How important is creative freedom? Richard Florida has an approach to this question in economic terms, essay found via Chris Mooney.
Peter Jackson’s power play hasn’t been mentioned by any of the current candidates running for president. Yet the loss of U.S. jobs to overseas competitors is shaping up to be one of the defining issues of the 2004 campaign. And for good reason. Voters are seeing not just a decline in manufacturing jobs, but also the outsourcing of hundreds of thousands of white-collar brain jobs–everything from software coders to financial analysts for investment banks. These were supposed to be the “safe” jobs, for which high school guidance counselors steered the children of blue-collar workers into college to avoid their parents’ fate.
But the loss of some of these jobs is only the most obvious–and not even the most worrying–aspect of a much bigger problem. Other countries are now encroaching more directly and successfully on what has been, for almost two decades, the heartland of our economic success — the creative economy. Better than any other country in recent years, America has developed new technologies and ideas that spawn new industries and modernize old ones, from the Internet to big-box stores to innovative product designs. And these have proved the principal force behind the U.S. economy’s creation of more than 20 million jobs in the creative sector during the 1990s, even as it continued to shed manufacturing, agricultural, and other jobs.

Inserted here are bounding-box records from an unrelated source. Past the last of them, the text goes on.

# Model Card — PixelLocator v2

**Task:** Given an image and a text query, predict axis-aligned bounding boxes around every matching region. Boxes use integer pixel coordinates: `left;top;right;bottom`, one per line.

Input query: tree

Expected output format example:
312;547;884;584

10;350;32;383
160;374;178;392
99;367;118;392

Thus far the idea of creativity has come up in classes ranging from freshman composition, creative writing, and British Literature. Creativity isn’t just about poetry or character development; it’s also about mathematics, history, and physics. It has to do with how we use tech, paper, and the people around us to make things, good things. I don’t agree with all of Florida’s conclusions because they’re blanket, but the essence is there. People need room, space, to think.